At San Sebastian last week, deep in the heart of pelota country, 300 competitors from eight nations (Spain, France, Argentina, Uruguay, Mexico, the Philippines, Cuba and Italy) fought it out in the first world pelota championships. But the lineal descendants of the original simple game were so many and so varied that hardly anyone could agree on the size of the court, the resiliency of the ball, whether the game should be played barehanded, with racquets or with cestas (wicker baskets shaped like a pelican's lower bill).*Finally, to almost no one's satisfaction, it was agreed to play 18 different varieties of the game. It was also agreed that a nation automatically scored a championship point for every game it entered. Spain, a canny host--"and with plenty of cheek," said one angry Frenchman--entered teams in all events and automatically picked up 18 points.
By the last night of the tournament, with Spain and France running neck & neck for the world title, San Sebastian was abuzz with pelota talk. The local fronton (court) was crammed with 3,000 spectators straining at the wire screen that separated them from the players (and also from the hard rubber ball, covered with goatskin, that zips up & down the court at a 100 m.p.h. clip).
Spain and Mexico were matched at Cesta Punto (considered the purest pelota form) in the final. Mexico's stocky Fernando Pareyon and Manuel Barrera, a ferocious hitter, were favored by the aficionados over the wiry Spanish brother team, Manolo and Joaquin Balet, sons of a wealthy Catalonian textile manufacturer and oldtime pelota champion. While the Mexican team led a carefree tourist life before the match, Papa Balet whisked his sons off to a secluded retreat.
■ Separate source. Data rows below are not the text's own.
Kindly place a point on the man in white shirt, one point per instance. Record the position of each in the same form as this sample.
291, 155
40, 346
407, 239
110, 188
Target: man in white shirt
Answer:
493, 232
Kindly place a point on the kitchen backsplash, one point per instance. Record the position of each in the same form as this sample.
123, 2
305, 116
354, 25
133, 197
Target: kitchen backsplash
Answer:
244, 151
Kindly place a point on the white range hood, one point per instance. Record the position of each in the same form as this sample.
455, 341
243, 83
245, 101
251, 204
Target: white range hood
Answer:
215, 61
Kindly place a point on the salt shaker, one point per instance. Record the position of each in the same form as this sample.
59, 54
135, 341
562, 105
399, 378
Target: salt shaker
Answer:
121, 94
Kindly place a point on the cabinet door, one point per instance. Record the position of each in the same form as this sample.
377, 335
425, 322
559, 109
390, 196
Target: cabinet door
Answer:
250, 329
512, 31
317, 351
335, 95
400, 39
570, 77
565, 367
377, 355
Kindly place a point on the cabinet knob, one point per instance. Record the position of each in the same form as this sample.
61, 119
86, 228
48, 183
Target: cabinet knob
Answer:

Better conditioned, and using a livelier ball than the Mexican variety (bringing anguished wails from Mexican officials), the fast-stepping Balet brothers whipped the hard-hitting Mexicans, 40-20. The victory gave Spain the overall championship, over runner-up France, 44-39 Noting the five-point disparity between the two countries, and recalling that Spain had entered 18 teams to France's 13, the elderly, greying president of the French pelota federation said bitterly: "Those damned live balls . . . Had I known about the scoring system, I would have entered myself in some of those silly games. I would have looked foolish, but France would have carried off the championship."
*The common denominator: the ball is served against the front wall, must land in fair territory and be scooped up in the air or on the first bounce and returned against the front wall. Points can be scored by either server or receiver. Winning scores range, whimsically, from 20 to 45 for both singles and doubles.